Cerita Eks Napi Terorisme, 20 Tahun Aktif di Kelompok JI Kini Sadar berkat Pesan Sang Ibu
SEMARANG, iNews.id – Dua mantan narapidana terorisme (napiter), Hadi Masykur dan Munir Kartono. Hadi Masykur menceritakan keterlibatannya dalam kelompok Neo Jamaah Islamiyah (JI) dan JAD. Cerita keduanya diungkapkan saat menjadi narasumber kuliah umum Kebangsaan di Kampus Unika Soegijapranata Semarang.

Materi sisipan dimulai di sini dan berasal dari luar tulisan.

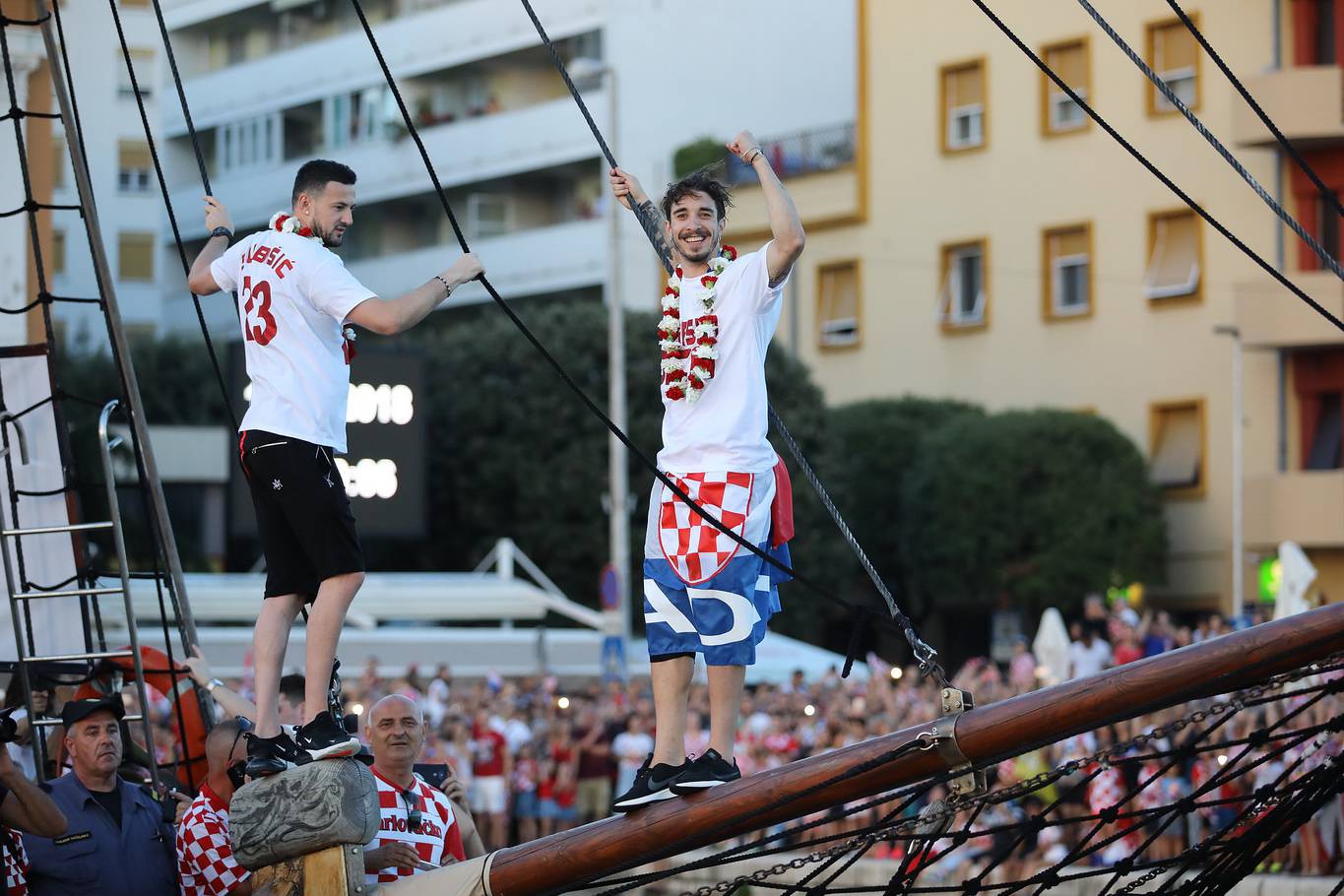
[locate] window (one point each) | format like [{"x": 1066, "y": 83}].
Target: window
[
  {"x": 57, "y": 265},
  {"x": 1174, "y": 54},
  {"x": 489, "y": 214},
  {"x": 1059, "y": 113},
  {"x": 1174, "y": 255},
  {"x": 144, "y": 63},
  {"x": 133, "y": 165},
  {"x": 247, "y": 144},
  {"x": 1177, "y": 430},
  {"x": 963, "y": 301},
  {"x": 838, "y": 304},
  {"x": 1067, "y": 272},
  {"x": 963, "y": 106},
  {"x": 58, "y": 162},
  {"x": 136, "y": 257},
  {"x": 1326, "y": 443}
]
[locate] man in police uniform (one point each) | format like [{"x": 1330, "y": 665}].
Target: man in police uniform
[{"x": 117, "y": 841}]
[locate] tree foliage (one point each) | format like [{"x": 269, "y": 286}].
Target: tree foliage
[{"x": 1034, "y": 508}]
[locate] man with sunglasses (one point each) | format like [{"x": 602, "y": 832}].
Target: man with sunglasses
[
  {"x": 205, "y": 854},
  {"x": 418, "y": 829}
]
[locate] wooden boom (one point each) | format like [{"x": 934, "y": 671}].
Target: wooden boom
[{"x": 986, "y": 735}]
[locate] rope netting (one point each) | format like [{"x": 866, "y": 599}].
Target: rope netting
[{"x": 1185, "y": 800}]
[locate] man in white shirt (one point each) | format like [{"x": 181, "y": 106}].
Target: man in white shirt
[
  {"x": 294, "y": 299},
  {"x": 703, "y": 593}
]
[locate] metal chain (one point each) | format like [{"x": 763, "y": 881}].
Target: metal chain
[{"x": 957, "y": 803}]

Dalam kuliah umum bertemakan Bahaya Virus Propaganda Radikalisme Terorisme di Media Sosial itu, Hadi Masykur menceritakan, dirinya aktif di organisasi lamanya selama 20 tahun, sebelum akhirnya ditangkap oleh tim Densus 88 Antiteror Polri.

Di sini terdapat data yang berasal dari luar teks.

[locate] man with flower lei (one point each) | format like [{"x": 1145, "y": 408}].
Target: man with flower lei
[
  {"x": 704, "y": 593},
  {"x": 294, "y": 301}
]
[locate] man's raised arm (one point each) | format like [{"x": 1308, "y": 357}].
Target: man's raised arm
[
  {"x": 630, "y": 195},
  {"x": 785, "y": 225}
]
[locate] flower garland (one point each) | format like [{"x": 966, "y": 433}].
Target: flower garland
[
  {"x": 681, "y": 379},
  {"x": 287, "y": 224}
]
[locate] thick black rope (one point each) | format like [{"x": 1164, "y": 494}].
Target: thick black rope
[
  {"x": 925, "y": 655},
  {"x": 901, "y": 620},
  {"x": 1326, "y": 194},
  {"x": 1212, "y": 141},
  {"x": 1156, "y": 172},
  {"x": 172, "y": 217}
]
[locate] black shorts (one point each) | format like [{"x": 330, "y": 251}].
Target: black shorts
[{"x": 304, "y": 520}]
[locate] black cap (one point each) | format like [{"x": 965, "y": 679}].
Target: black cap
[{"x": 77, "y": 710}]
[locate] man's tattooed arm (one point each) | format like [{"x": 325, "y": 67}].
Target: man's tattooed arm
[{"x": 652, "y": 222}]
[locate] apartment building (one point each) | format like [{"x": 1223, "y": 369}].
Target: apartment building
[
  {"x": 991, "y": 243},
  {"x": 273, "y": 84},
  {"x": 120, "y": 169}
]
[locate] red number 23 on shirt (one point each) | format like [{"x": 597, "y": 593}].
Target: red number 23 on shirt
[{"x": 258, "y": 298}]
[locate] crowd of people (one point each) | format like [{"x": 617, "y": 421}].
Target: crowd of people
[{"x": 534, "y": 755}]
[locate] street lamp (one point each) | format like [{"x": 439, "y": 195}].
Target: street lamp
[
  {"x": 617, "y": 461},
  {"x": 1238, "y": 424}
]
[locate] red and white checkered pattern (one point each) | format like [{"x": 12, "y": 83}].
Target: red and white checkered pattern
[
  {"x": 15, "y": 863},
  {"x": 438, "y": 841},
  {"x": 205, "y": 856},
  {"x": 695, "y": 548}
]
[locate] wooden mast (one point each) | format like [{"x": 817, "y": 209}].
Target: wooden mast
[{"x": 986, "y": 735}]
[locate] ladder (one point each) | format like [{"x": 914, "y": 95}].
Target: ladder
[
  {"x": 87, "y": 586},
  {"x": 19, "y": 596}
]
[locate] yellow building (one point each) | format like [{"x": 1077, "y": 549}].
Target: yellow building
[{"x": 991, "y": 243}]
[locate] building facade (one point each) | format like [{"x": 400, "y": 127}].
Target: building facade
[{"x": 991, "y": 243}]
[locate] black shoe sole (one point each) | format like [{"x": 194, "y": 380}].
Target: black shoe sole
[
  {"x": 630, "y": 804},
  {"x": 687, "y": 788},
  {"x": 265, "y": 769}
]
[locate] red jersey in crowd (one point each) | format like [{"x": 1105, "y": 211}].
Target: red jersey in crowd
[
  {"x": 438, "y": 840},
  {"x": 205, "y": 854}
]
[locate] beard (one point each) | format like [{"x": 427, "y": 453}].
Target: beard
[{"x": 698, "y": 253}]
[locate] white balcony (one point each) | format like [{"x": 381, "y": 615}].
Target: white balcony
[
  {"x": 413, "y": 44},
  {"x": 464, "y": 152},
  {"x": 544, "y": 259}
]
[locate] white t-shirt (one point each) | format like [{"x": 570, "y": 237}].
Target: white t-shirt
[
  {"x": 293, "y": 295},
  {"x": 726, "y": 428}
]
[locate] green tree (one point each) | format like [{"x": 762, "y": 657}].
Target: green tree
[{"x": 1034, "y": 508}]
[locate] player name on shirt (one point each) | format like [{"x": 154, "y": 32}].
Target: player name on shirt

Selama itu pula, dia mengaku tidak memiliki waktu berkumpul dengan keluarganya. Pikirannya menjadi terbuka ketika disadarkan melalui pesan dari sang ibu. Pendekatan dari ibunya membuat ia sadar akan langkah dan cara pandangnya selama ini tidaklah benar.
“Saya berpesan pada mahasiswa untuk memberikan ruang toleransi diri kita atas apa yang dilakukan orang lain, sehingga tidak muncul anggapan diri kita yang paling benar, yang lain salah,” katanya, Senin (20/3).
Sementara, Munir Kartono mengemukakan seorang teroris tidak bisa dilihat hanya dari ciri-ciri fisik yang terlihat, seperti gaya rambut hingga cara berpakaian.